Кепи считает ее великим
французским сифилисом, но Нанантати утверждает, что это японский триппер.
Нанантати любит все немного преувеличивать. Как бы то ни было, он просит: "Пожалуйста, Енри, прочтите и расскажите мне. Я не могу читать сам
- у меня больная рука". Потом, чтобы подбодрить меня, он добавляет: "Это хорошая книга, там говорится о разных способах. Кепи принес ее
специально для вас.
Он ни о чем не думает, этот Кепи, только о девочках. У него их полно - как у Кришны. В это невозможно поверить..."
Потом Нанантати ведет меня на чердак, где сложены банки консервов и всякая дрянь из Индии, завернутая в джутовую мешковину и разноцветную
бумагу. "Я привожу сюда девочек... - говорит он и добавляет с грустью: - Я не особенный ебарь, Енри. Я больше не ... женщин. Просто обнимаю их и
говорю разные слова... Сейчас мне нравится только говорить слова..." Я знаю, что мне не надо больше его слушать, знаю, что он начнет говорить
опять про свою руку. Я вижу ее каждую ночь, вижу, как она свисает с кровати, точно сорванная дверная петля. Но, к моему удивлению, он добавляет:
"Я больше уже не годен для этого дела... да я и никогда не был хорошим е..рем. Вот мой брат - это совсем другой коленкор. Каждый день по три
раза! И Кепи такой же
- прямо как Кришна". Сейчас мысли Нанантати только этим и заняты.

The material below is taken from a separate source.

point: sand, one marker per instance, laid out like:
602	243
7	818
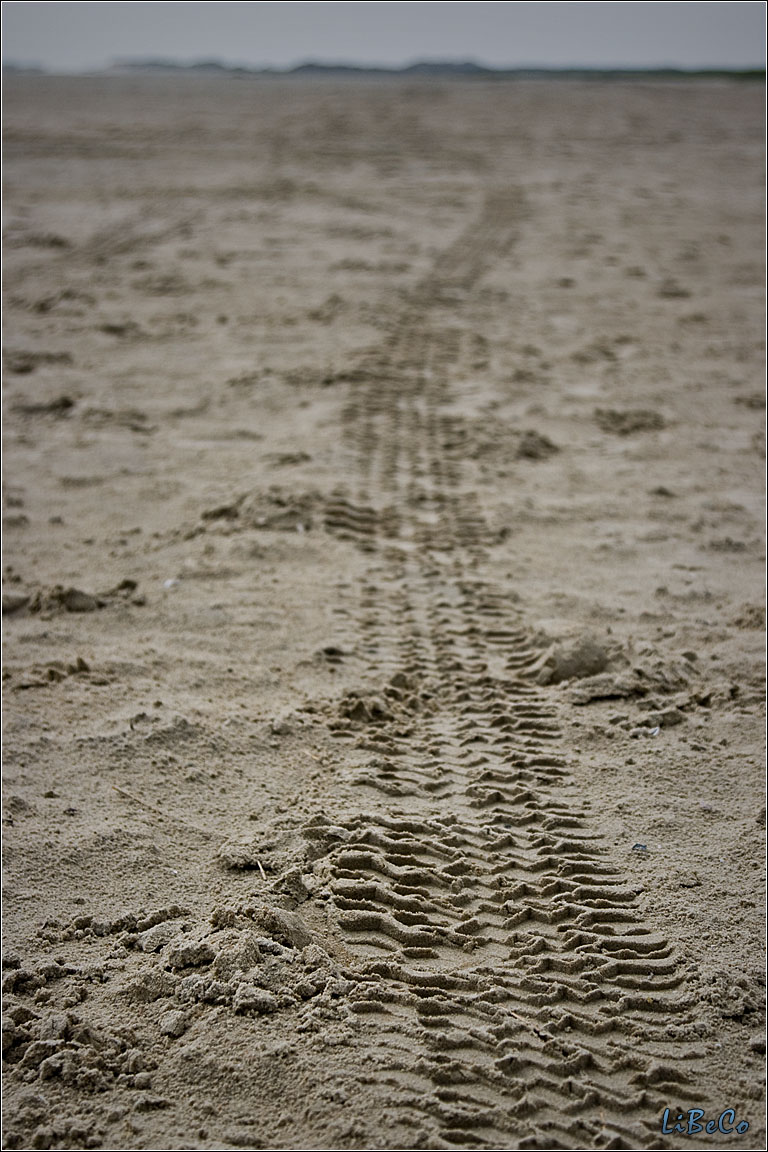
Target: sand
383	616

Стоя перед шкафом, где он обычно молится, он рассказывает мне, как жил,
когда жена и дети были с ним здесь. По праздникам он водил жену в "Дом народов мира" и снимал на ночь номер. Все номера там были отделаны в
разных стилях. Его жене это очень нравилось. "Чудное место для е..., Енри. Я знаю там все номера..."
На стенах маленькой комнаты, в которой мы сидим, развешаны фотографии.

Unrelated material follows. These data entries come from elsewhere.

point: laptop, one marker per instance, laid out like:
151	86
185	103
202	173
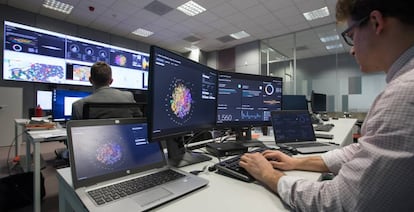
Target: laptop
293	128
107	153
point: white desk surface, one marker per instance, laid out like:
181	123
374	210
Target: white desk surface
221	194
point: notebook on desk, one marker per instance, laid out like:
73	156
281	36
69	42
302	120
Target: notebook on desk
109	154
293	128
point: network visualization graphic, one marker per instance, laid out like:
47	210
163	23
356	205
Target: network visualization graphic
179	101
109	154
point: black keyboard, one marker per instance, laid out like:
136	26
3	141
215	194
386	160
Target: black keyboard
230	167
311	144
323	127
116	191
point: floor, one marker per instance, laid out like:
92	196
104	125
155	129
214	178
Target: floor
50	202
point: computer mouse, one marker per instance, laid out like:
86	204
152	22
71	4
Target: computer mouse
212	168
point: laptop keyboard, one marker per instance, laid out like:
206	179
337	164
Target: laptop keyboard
116	191
230	167
312	144
323	127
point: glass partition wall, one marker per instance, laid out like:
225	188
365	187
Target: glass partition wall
318	60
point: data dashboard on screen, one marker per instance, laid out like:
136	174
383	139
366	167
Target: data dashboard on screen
36	55
182	94
246	99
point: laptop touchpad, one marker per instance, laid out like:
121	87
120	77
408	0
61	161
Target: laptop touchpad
151	196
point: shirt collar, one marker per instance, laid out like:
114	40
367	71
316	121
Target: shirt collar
399	63
101	88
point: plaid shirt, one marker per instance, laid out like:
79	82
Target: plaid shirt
377	173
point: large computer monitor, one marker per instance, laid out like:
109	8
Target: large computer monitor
294	102
44	99
246	100
318	102
182	99
62	103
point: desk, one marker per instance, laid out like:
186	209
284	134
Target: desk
221	194
35	138
18	129
342	132
231	194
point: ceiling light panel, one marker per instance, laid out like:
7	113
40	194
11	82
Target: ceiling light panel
240	35
329	38
334	46
316	14
142	32
58	6
191	8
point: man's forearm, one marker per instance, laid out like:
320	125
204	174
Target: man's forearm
311	163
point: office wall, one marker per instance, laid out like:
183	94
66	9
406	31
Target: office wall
244	58
333	75
248	58
11	102
31	19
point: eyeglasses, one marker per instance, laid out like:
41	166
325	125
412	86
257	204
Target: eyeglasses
348	35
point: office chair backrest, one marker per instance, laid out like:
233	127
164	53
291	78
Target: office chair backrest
103	110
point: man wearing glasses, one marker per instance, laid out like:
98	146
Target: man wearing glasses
375	174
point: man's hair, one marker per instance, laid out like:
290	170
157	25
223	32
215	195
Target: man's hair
358	9
101	74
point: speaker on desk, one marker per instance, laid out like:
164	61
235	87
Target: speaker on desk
16	190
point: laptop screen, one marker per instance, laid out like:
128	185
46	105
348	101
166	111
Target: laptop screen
105	151
292	126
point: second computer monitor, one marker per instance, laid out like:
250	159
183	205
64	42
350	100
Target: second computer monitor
62	103
182	94
246	100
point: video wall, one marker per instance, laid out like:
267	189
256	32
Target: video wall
36	55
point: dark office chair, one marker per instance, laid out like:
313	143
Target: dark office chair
104	110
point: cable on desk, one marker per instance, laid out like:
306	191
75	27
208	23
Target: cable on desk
14	141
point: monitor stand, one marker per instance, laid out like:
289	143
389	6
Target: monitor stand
244	137
178	156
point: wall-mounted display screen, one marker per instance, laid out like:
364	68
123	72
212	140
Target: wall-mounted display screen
36	55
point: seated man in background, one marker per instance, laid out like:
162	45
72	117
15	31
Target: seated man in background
101	79
375	174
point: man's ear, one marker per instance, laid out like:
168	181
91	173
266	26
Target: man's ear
378	21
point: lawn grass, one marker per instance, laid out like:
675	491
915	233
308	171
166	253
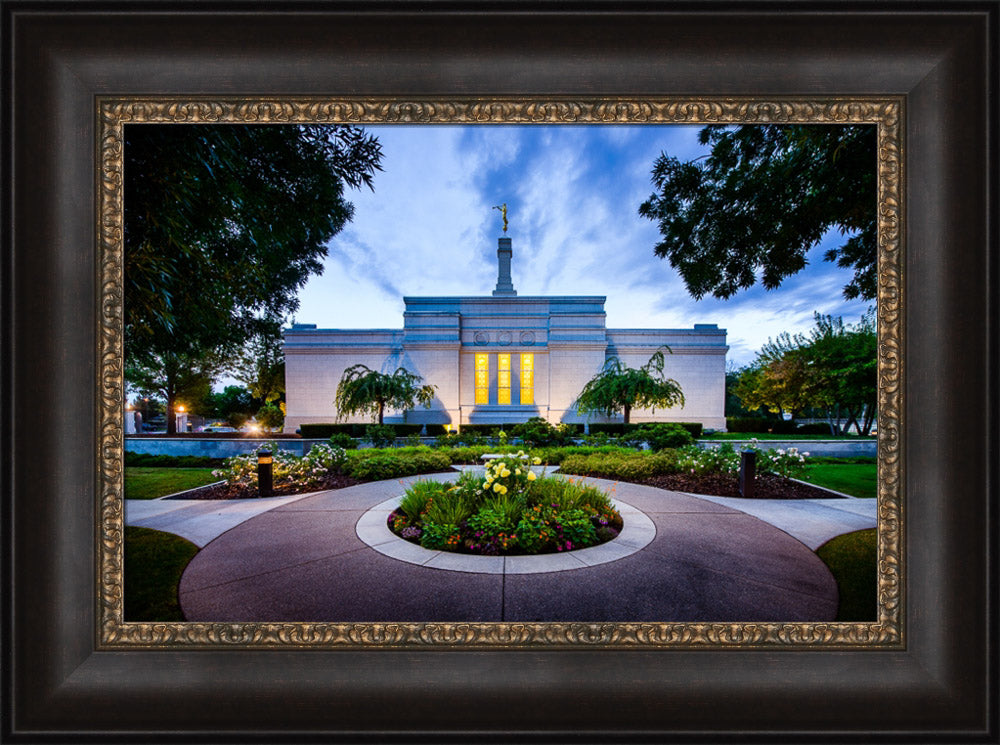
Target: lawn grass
852	559
856	479
772	436
150	483
154	562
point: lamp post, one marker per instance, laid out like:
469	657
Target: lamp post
265	484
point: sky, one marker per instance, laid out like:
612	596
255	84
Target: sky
572	195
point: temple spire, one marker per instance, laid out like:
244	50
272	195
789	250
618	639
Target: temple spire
505	287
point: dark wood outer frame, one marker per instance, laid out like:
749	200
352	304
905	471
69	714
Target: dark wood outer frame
58	59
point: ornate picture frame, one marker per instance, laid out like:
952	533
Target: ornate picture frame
73	670
885	114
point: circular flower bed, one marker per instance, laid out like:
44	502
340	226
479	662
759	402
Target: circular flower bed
509	512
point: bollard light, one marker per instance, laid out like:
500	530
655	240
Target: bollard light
748	472
265	484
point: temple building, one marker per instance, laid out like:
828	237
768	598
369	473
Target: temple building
503	359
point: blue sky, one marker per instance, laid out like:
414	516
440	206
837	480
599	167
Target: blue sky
572	194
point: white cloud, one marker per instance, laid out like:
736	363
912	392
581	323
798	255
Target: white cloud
573	193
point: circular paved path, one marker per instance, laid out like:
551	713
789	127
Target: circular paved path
304	562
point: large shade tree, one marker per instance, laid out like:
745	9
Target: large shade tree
766	194
619	388
833	368
365	391
223	224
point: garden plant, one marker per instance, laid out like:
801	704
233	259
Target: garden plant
510	511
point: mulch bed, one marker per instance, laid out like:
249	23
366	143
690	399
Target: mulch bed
767	486
224	491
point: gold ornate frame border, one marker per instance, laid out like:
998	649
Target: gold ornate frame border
884	112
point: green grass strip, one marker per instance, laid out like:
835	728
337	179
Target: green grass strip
154	562
150	483
856	479
853	560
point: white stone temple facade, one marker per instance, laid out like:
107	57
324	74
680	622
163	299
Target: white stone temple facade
503	359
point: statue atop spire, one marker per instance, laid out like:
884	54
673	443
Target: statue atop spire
503	211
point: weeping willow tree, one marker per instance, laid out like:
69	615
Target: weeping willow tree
621	388
365	391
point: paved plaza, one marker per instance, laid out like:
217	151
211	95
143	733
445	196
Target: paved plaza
305	558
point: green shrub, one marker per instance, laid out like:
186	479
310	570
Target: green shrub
539	432
380	435
760	425
380	465
148	460
633	466
662	435
342	440
323	431
419	496
310	469
813	429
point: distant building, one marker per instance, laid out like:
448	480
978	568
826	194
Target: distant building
503	359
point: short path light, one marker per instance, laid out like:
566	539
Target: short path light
265	484
748	472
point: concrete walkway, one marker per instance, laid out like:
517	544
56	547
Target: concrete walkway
300	559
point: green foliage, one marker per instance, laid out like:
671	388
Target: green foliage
764	197
171	461
377	465
856	479
154	562
621	388
507	512
380	435
853	561
342	440
365	391
323	431
538	432
222	226
144	482
287	468
662	435
270	417
630	466
419	496
834	368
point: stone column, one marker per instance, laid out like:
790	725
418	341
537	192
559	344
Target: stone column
505	287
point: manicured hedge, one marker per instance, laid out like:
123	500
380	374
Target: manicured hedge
619	428
147	460
759	424
355	429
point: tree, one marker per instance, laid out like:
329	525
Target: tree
365	391
765	195
621	388
235	404
834	369
222	226
176	378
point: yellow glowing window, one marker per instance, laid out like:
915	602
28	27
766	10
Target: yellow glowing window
527	379
482	378
503	378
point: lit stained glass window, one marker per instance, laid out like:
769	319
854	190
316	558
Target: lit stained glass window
503	379
527	379
482	378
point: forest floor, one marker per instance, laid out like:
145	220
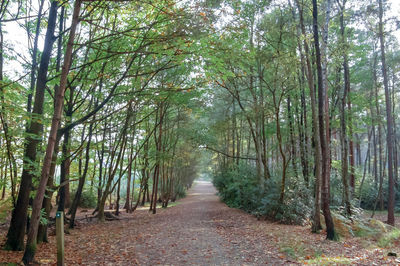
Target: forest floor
201	230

На них представлены все ветви семьи Нанантати - это своего рода Индийская империя в разрезе. Но листва этого генеалогического древа почти
вся пожухла: женщины - хрупки и запуганы, у мужчин - острые умные лица дрессированных шимпанзе. Тут все они - девяносто человек или больше - со
всеми своими белыми волами, навозными кучами, тонкими ногами, старомодными оловянными оправами очков; иногда на заднем плане виден кусок
выжженного солнцем поля, разваливающиеся стены или многорукий идол вроде человекообразной сороконожки. В этой галерее есть что-то настолько
нереальное, оторванное от жизни, что на ум невольно приходит все разнообразие храмов, раскинувшихся от Гималаев до Цейлона, их архитектура,
удивительная по красоте и в то же время устрашающая, потому что плодородие воплощено в ней с такой бьющей через край щедростью, будто оно взято
из самой земли и земля Индии теперь мертва. Когда видишь эти переплетенные в экстазе фигуры на фасадах бесчисленных храмов, невольно приходит в
голову мысль о невероятной потенции этих маленьких смуглых людей, столь искусных в любви вот ухе более тридцати столетий.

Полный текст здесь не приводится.